So I posted a similar problem before, so please don't try to close this problem. Anyway I think I did this problem correctly, but I just want to make sure if I'm understanding what this question is asking me solve. So below I have my attempt at this problem:
Let $A_{12}$ denote where 12 occurs, $A_{23}$ denote where 23 occurs, $A_{34}$ denote where 34 occurs, $A_{45}$ denote where 45 occurs, $A_{51}$ denote where 51 occurs. Also let $|U|=5!$ where there are no restrictions to the string.

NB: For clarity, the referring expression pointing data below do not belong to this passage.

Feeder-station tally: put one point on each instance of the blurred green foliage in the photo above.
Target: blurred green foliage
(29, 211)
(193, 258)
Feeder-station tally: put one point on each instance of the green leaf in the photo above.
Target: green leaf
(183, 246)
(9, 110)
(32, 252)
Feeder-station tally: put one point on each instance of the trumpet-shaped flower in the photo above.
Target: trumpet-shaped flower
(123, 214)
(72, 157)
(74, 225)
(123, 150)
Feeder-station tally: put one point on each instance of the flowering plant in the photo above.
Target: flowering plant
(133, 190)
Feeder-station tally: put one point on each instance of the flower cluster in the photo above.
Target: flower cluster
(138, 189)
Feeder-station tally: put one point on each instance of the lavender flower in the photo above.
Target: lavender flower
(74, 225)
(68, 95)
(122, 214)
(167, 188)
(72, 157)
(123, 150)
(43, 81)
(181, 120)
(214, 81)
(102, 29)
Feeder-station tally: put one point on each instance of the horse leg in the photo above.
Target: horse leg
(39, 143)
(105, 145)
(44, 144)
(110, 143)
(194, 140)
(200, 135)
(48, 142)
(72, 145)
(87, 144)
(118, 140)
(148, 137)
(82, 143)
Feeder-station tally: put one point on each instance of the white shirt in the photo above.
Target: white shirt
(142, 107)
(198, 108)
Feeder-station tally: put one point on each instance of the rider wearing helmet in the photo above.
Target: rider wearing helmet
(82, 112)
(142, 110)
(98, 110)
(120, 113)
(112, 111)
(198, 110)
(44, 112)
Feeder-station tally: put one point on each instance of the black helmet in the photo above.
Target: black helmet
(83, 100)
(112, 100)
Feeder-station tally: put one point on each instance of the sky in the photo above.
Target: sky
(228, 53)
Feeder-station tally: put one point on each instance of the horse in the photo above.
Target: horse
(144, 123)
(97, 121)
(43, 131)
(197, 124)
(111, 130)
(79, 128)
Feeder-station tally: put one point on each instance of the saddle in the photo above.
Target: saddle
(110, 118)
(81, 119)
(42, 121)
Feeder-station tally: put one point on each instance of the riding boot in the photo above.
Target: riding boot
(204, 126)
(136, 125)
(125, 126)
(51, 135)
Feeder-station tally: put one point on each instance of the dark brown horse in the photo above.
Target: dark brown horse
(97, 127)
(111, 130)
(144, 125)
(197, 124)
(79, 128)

By gluing numbers together (i.e. 1245, 5123) and using inclusion/exclusion we get
$$\begin{aligned} |A_{12}&\cup A_{23}\cup A_{34}\cup A_{45}\cup A_{51}|\\ &= |A_{12}|+|A_{23}|+|A_{34}|+|A_{45}|+|A_{51}|\\ &\qquad-(A_{12}A_{23}+A_{12}A_{34}+A_{12}A_{45}+A_{12}A_{51}+A_{23}A_{34}\\ &\qquad\qquad+A_{23}A_{45}+A_{23}A_{51}+A_{34}A_{45}+A_{34}A_{51}+A_{45}A_{51})\\ &\qquad+(A_{12}A_{23}A_{34}+\cdots+A_{34}A_{45}A_{51})\\ &\qquad-(A_{12}A_{23}A_{34}A_{45}+\cdots+A_{23}A_{34}A_{45}A_{51})\\ &\qquad+A_{12}A_{23}A_{34}A_{45}A_{51}\\ &=\ 5(4!)-10(3!)+10(2!)-5(1!)+0\\ &=\ 75 \end{aligned}$$
Then $|U|-|A_{12}\cup A_{23}\cup A_{34}\cup A_{45}\cup A_{51}|=120-75=45$
Please help me. Thank you!
Good work! Your calculation is correct.